In addition, inadequate intake of vitamin C and high levels of parathyroid hormone (PTH) may play important roles in cardiovascular risk, which has been suggested to be associated with MetS [9]. Based on the previous studies, doing regular athletic activities and consuming the antioxidants are among the advised solutions for the MetS [10-12]. Furthermore, antioxidant supplementations especially vitamin C relieve the body of the stress associated with MetS and increase the antioxidant capacity [3]. Moreover, physical exercises on a regular basis promote the health of the individuals and its play a vital role in treating MetS patients [13]. During PA, both skeletal muscle and cardiovascular system being active and PTH are widely expressed [14]. Regarding regular PA controversial studies have been reported [15,16]. Some studies have shown that PA associated with increased serum calcium [16,17] conflict studies also has been reported [18,19] and some author found no changes [20]. The liberty of both PTH and calcitonin is reactive to alteration of free ionized calcium and decreased directly after exercise; whereas that, increased PTH levels after acute PA has been confirmed [21]. Indeed, various studies have shown the contradictory effect of vitamin C on PTH secretion, however some of the investigations showed its beneficial property to lower serum PTH level [22,23]. Vitamin C supplementation is possibly a modality to reduce PTH with less side effects, while several investigations have shown, increasing vitamin C levels by dietary supplementation resulted in reduction of PTH in vitamin C deficient individuals [24,25]. In conclusion, adding PA to vitamin C supplement in MetS patients might be particularly important in regulation of PTH and serum calcium levels and reduce the risk of MetS. Our study was conducted to determine the effects of vitamin C supplementation with and without endurance PA on calcium and PTH levels in MetS patients. To the best of our knowledge, this is the first intervention study, which examined this association among MetS patients.

Methods

Study design and participants

This randomized, double-blind, placebo-controlled clinical trial was performed in the Halabja hospital, Kurdistan region of Iraq. The subjects underwent a 12 weeks treatment program (from 01 March 2016 to 23 May 2016). Based on the suggested formulas of this model, the study participants were recruited on the foundation of developed inclusion/exclusion criteria [26]. One hundred-twenty participants were randomly assigned into four groups: Group A received 500 mg/day vitamin C supplements (Morning time), and not participated in 30 minutes/day of endurance PA (n=30); group B received 500 mg/day vitamin C supplements with 30 minutes/day endurance PA (Either at the morning, 7:30 AM or afternoon, after 3:00 PM) (n=30); group C received one placebo of vitamin C/day without endurance PA (n=30); and group D received one placebo of vitamin C/day with 30 minutes/day endurance PA (n=30). All investigators and participants were blinded to the random assignments. Both vitamin C supplements and placebo were obtained from Osweh manufacture Tehran, Iran and was prepared to feature the same shape, odor and size of the supplements.

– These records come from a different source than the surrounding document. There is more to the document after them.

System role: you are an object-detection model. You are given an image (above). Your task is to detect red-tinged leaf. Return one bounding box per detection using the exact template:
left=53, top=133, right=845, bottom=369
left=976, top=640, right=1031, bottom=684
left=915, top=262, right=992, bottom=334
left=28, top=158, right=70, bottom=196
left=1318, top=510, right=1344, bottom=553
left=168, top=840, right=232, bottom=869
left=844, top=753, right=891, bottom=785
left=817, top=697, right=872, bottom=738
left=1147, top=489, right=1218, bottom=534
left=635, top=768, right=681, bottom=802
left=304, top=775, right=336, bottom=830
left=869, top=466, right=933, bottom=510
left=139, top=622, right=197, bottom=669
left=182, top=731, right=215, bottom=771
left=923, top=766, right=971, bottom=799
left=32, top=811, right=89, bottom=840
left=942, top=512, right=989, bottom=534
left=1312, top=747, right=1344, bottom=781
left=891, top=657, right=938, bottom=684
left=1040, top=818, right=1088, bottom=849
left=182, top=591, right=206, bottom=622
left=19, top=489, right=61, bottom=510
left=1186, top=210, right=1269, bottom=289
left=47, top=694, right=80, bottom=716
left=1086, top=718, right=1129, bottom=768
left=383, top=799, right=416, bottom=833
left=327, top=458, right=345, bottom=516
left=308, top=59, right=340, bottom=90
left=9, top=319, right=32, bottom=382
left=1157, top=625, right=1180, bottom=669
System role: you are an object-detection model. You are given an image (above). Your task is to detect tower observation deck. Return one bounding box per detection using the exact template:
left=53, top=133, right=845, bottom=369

Participants were asked to use vitamin C supplements and placebos for 12 weeks. Compliance of study participants with the vitamin C supplements was assessed through quantification of serum vitamin C. To ensure maintenance of their habitual diets throughout the study, all participants provided 3-day dietary recalls (One weekend day and 2 weekdays). Then, we converted the reported portion sizes in the dietary records to grams using household measures. All dietary data were based on the average of three dietary recalls. The grams of food intake data were linked with Nutritionist IV software to derive nutrient intake data. To avoid any confounding effects throughout the study, dietary and PA recommendations were given to all participants at the end of the study.

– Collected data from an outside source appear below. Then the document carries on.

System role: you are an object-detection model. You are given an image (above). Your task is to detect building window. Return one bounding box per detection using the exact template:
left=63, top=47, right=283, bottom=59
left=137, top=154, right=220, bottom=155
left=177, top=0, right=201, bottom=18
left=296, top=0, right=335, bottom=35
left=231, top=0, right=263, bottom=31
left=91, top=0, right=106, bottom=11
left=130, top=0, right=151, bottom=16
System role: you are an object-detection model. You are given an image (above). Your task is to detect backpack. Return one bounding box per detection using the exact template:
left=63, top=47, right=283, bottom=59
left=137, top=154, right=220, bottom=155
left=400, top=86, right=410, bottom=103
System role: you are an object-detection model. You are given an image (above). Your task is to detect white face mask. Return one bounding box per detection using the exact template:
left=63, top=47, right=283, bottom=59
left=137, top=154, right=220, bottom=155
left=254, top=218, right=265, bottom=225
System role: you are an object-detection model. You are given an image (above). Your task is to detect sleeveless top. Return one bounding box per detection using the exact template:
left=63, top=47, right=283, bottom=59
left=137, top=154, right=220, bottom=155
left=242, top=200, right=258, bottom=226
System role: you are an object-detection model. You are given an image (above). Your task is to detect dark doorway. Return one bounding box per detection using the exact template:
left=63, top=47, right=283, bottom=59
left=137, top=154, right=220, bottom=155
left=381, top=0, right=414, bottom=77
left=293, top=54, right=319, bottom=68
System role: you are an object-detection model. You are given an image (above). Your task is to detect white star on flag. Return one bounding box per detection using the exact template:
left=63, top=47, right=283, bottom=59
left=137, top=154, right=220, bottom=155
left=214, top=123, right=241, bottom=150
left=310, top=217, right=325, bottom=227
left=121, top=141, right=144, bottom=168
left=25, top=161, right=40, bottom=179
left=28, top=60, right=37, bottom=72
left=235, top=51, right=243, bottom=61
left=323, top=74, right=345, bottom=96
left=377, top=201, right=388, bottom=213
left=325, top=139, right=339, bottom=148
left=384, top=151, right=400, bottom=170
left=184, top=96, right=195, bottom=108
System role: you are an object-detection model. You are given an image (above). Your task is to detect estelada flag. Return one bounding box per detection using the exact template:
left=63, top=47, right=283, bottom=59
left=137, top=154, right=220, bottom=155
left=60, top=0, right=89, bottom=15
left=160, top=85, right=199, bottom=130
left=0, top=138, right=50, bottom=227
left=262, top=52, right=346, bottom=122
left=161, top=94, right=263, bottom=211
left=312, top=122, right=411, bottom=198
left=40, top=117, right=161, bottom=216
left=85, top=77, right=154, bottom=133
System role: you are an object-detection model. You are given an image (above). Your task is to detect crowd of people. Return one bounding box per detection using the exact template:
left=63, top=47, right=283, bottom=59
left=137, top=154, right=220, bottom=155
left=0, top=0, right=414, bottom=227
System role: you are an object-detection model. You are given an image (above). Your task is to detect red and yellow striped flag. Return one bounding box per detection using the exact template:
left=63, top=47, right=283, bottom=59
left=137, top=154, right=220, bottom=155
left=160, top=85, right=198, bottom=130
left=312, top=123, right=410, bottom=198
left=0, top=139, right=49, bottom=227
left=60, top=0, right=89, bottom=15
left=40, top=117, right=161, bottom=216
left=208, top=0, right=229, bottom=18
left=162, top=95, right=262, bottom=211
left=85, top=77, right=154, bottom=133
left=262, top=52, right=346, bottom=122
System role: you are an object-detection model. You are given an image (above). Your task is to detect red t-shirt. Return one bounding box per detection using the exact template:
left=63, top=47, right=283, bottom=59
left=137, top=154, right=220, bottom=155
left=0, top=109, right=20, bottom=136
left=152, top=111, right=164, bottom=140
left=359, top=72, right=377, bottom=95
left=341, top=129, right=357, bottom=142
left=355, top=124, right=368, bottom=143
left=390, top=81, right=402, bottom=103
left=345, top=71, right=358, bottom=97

Sample size and sample determination

The sample size was calculated using a previously described formula for parallel clinical trials “n=2[(z1-α/2+z1-β)2.s2]/d2 [26]. In this formula, n is number of participants in each group. For estimating sample size, we considered type one (α) and type two errors (β) of 0.05 and 0.20 (Power=80%) respectively, and fasting plasma glucose levels as a key variable. Based on a previous study, standard deviation (SD) of plasma glucose levels was 8 mg/dL and the difference in mean (d) was considered to be 5 mg/dL. Where α=0.95, β=20%, study power= 80%, d=5, and SD=8” [26].

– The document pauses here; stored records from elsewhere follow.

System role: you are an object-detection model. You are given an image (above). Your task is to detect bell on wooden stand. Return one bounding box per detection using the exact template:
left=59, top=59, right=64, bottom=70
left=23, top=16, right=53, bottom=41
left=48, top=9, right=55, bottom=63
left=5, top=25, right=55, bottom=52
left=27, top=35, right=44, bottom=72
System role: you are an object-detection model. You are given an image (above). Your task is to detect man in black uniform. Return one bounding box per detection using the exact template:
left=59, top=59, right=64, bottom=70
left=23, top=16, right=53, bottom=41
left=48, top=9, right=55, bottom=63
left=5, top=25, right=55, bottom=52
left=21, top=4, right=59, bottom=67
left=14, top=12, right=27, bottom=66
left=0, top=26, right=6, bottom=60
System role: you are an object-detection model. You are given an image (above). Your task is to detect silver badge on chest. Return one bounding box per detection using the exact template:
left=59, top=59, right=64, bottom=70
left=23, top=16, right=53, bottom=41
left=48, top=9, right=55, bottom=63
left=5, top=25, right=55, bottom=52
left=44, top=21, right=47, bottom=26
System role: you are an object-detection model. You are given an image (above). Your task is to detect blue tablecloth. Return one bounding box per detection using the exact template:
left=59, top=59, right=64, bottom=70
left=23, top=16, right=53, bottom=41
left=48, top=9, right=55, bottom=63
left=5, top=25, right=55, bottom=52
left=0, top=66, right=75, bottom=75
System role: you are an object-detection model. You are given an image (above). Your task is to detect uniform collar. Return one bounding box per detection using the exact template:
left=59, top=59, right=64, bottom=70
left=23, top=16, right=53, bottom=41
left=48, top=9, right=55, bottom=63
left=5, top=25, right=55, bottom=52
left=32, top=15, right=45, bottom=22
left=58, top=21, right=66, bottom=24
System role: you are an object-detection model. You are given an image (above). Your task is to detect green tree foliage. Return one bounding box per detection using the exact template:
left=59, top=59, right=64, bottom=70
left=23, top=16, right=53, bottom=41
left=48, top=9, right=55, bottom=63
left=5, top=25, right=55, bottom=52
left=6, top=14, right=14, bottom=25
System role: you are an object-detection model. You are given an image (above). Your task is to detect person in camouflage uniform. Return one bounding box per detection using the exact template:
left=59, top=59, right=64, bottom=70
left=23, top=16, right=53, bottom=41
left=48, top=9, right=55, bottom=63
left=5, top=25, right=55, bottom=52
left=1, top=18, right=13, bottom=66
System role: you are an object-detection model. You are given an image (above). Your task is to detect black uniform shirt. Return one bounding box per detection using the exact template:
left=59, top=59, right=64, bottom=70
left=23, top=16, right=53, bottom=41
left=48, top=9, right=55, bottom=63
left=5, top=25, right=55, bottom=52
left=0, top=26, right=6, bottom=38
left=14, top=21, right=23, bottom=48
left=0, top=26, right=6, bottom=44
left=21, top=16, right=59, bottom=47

We reached the sample size of 21 subjects for each group. To consider probable dropouts, 30 patients were included in each group. Finally, a total of 120 patients with MetS were included in our study. Participants were distributed into four groups as shown in Figure 1.

internal-medicine-public-health-diagram

Figure 1. Participant's flow diagram.

Inclusion and exclusion criteria

Eligibility criteria for participants having MetS, according to the International Diabetes Federation (IDF) criteria [2], is the age between 30 and 50 years, both gender, living in Halabja for at least three years. Individuals who took supplements containing vitamins C in the last three years were not included in this study. “Individuals with type I and type II diabetes who were taking oral hypoglycemic agents or injecting insulin, or any medical therapy affecting the result, individuals with heart failure, and those who are suffering from renal problems, also individuals with malabsorption syndrome, pregnancy and lactating mothers were all excluded from the study. The exclusion list included patients with history of bariatric surgery and those who are currently using weight loss medications. We also did not include those with a high triglyceride (TG) levels (more than 400 mg/dl) and those with high systolic blood pressure (SBP) or diastolic blood pressure (DBP) (>140/90 mmHg)” [3].

Data collection

At study baseline a standardized questionnaire [27], was used to collect subjects’ information. In addition, the demographic and medical history variables was obtained and recorded with an interviewbased questionnaire.

Assessment of physical activity

In the present study, PA for all participants was the same. “Two times a week for climbing (Around 2 hours each time) and two times a week for running (Around one hour in the afternoon between 3 to 5 PM), approximately six hours per week all together” [5].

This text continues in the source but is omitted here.